Angela Jones in her gym kit, out on the netball court, in her netball
skirt... that was better… Angela Jones stretching for the ball in her
crisp white tee shirt… Angela Jones's mum, when she came to school to
pick her up, in her open topped Escort XR3i with her tight, low-cut
white top on…
His eyes flickered open and he jumped with shock. In the broken
wardrobe mirror was that Mrs Foggarty watching him, a sly grin on her
face. Blushing furiously, he leapt to the far side of the room,
stuffing what was left of his erection back into his pants. But when he
looked again he saw nothing. He must have imagined it.
Tentatively, he reached down again, as much for reassurance as anything
else. But the moment was well and truly gone. He was shaking.
"Ryan!" The voice on the stairs was Ben's. "What you doing up there,
you wanker?"
"Nothing," he called, zipping himself up, wondering if Ben had seen or
heard him.
"Come and see this!" said Ben when he appeared on the landing. "You
won't believe it!"
"What is it?" asked Ryan, picking up on Ben's excitement. He completely
forgot about the pearls dangling from his pocket, the wad of money
showing through his tight school trousers. Ben led him back to the
kitchen, where there was no sign of Mrs Foggarty or of the promised
cans of drink.
"Wait till you see this," said Ben, a malicious smile on his face.
He flung open the door to what Ryan guessed was the dining room. It was
dark in there, the curtains drawn. At first they were hard to make out,
those shapes in the shadowy room. He realised the worst of the stale
smell was coming from this room. He started to feel afraid.
"Ben?" he asked. "Ben, what've you done? What've you done, Ben?"
"Look," said Ben. "Look properly."
Mrs Foggarty lay slumped in a carver chair. Her eyes were shut, her
mouth wide open. There were livid bruises on her throat.
"Oh fuck!" whispered Ryan. "Oh fuck, Ben! Oh fuck, oh what've you done,
Ben? What've you done?"
He tried to turn away, tried to turn and run, run away from this house,
run away from the horror of what was before him. But Ben clutched at
his shirt, turned him back into the room.
"Look properly, Ryan," said Ben, gentler now, gentler than he ever
spoke to Ryan. "Who do you see?"
Ryan looked at the stained carpet at Mrs Foggarty's feet. Another body
was slumped there, looking up at him with wide, dead eyes, tongue
swollen and protruding. It was Ben. It was Ben and he was dead. And
there were other bodies in the room a middle-aged woman, two men. And
there was a mirror in the room, a mirror cracked diagonally from top to
bottom…
"Who the fuck..?" he gulped. "Who the..?"

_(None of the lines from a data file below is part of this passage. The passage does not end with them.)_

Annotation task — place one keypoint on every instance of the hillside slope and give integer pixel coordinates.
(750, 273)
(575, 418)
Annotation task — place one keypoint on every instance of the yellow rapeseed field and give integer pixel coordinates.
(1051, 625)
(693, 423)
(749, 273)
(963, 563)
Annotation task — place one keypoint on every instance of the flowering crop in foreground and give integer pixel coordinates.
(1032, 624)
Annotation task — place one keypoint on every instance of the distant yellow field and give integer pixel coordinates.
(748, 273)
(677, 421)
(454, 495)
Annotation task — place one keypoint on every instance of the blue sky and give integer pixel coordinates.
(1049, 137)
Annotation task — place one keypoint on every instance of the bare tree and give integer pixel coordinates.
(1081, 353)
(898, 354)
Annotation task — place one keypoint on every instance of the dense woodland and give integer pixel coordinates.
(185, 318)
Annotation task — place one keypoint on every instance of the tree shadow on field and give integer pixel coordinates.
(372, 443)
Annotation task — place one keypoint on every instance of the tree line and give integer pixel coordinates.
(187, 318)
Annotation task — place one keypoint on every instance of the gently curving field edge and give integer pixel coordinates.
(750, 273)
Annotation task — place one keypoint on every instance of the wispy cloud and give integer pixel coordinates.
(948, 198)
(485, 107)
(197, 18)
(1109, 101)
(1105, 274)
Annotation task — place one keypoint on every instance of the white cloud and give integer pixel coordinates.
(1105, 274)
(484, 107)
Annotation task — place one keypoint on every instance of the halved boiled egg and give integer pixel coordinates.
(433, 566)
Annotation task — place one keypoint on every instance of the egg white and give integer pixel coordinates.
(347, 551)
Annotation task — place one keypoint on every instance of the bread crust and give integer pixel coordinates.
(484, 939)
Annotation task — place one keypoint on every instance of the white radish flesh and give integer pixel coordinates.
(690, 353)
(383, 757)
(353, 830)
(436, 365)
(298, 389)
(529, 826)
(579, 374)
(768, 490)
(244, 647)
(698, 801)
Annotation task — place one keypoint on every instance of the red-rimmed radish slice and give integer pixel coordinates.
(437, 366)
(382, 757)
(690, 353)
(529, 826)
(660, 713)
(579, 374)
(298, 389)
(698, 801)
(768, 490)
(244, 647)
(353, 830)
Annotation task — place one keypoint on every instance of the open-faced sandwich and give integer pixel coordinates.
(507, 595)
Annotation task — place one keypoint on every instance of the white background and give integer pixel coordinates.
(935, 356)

He turned, his last words cut off by a sob, tears streaming from his
eyes. The face that stared back at him was not Ben's but a broken
mirror image of his own. His own eyes gazed at him with a merry twinkle
they had not known for years, his own mouth twisted into a sardonic
smile it had never worn before.
He meant to run. He meant to fight. He meant to sink to his knees,
wailing and sobbing. But he did nothing. He stared back into the eyes
so like his own, stood paralysed as strong, impossibly long fingers
encircled his throat and slowly squeezed the life from him.